The original contributions presented in the study are publicly available. Sequencing data have been uploaded to NCBI including 16s sequencing (PRJNA1045386), transcriptome sequencing (PRJNA1048138) and metagenomic sequencing (PRJNA1049568). Other data can be found here: https://pan.quark.cn/s/aca2e6ffcbdc

Supplementary files figure legends

Figure 1- source data 1: Original file for the Western blot analysis in Figure 1g.

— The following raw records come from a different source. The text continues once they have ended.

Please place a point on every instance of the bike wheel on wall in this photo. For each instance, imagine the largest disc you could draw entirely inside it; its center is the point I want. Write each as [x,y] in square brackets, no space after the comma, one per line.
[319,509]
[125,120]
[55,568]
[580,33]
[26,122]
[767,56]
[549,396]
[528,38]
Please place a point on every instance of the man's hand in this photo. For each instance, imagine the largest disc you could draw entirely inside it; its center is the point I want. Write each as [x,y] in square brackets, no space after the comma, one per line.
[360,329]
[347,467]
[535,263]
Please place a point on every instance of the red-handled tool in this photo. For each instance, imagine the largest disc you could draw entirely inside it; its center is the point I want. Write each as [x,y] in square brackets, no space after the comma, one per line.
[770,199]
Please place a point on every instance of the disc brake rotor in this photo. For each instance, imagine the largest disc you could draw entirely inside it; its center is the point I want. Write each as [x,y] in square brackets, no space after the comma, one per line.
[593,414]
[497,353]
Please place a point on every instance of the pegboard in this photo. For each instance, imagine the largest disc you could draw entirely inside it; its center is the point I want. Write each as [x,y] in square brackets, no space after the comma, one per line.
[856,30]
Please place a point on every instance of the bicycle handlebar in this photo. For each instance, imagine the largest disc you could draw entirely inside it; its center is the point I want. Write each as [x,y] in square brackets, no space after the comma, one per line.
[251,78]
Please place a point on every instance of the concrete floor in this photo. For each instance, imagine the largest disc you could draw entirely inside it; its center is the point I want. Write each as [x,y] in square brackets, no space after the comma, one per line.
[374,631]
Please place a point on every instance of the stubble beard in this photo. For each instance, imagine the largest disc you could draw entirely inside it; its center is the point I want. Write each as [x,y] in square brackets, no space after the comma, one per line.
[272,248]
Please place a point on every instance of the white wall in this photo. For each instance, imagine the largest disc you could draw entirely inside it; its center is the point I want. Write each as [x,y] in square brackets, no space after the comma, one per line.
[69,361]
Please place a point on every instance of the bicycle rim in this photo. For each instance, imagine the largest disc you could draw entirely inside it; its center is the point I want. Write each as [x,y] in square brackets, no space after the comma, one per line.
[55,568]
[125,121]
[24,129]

Figure 1- source data 2: PDF containing Figure 1g and original scans of the relevant Western blot analysis with highlighted bands and sample labels.

Figure 2- source data 1: Original file for the Western blot analysis in Figure 2g.

Figure 2- source data 2: PDF containing Figure 2g and original scans of the relevant Western blot analysis with highlighted bands and sample labels.

Figure 3- source data 1: Original file for the Western blot analysis in Figure 3f.

Figure 3- source data 2: PDF containing Figure 3f and original scans of the relevant Western blot analysis with highlighted bands and sample labels.

Figure 4- source data 1: Original file for the Western blot analysis in Figure 4f.

Figure 4- source data 2: PDF containing Figure 4f and original scans of the relevant Western blot analysis with highlighted bands and sample labels.

Figure 5- source data 1: Original file for the Western blot analysis in Figure 5e.

Figure 5- source data 2: PDF containing Figure 5e and original scans of the relevant Western blot analysis with highlighted bands and sample labels.

Supplementary file 1: Excel file containing the sequence list of relevant mouse genes.

Supplementary file 2: Excel file containing the source list of antibiotics used in the article.